Tie-break [Lettera 32]

Giuliano Beppedi Beppe Giuliano

 
Quando fanno un film su una sfida sportiva che ti ha appassionato da ragazzo, capisci che sei avviato rapidamente verso la vecchiaia.
Quando fanno il secondo, acceleri.
Non è che lo capisci solo dai film sullo sport, sia chiaro. Però anche quelli aiutano, diciamo.

Prima c’è stato il film sul duello tra Lauda e Hunt, l’ottimo ‘Rush’ diretto da Ron Howard (a proposito di ragazzi e invecchiare, quando aveva ancora i capelli rossi Ron Howard era Richie Cunningham, devo aggiungere altro?).

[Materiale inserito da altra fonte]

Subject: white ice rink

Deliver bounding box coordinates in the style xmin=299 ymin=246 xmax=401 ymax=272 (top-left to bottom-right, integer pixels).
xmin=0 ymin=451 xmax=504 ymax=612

Ora, sulla falsariga, almeno a giudicare dal trailer che sta circolando, è in arrivo (uscirà a metà settembre) quello sul duello tra Borg e McEnroe.

Borg, quando ho visto il trailer, è interpretato da Borg, ho pensato. Tie-break [Lettera 32] CorriereAl 1
L’attore sembra lui, è lui ho pensato, non può che essere lui, dall’impugnatura inconfondibile della Donnay, al gesto altrettanto inconfondibile del rovescio bimane, al mezzo sorriso controllato che compariva sul suo viso serio assai di rado (sorride solo quando lancia male la pallina e deve lasciarla cadere senza battere, commentavamo con l’Antonio guardandolo giocare).

E un attore straordinariamente somigliante è anche Lennart Bergelin, il padre padrone dell’orso svedese, quello che lo comanderà durante tutta la carriera (visto cos’ha combinato Bjorn dopo, Bertè compresa, direi che quel comando ferreo era un bene, non una prigione).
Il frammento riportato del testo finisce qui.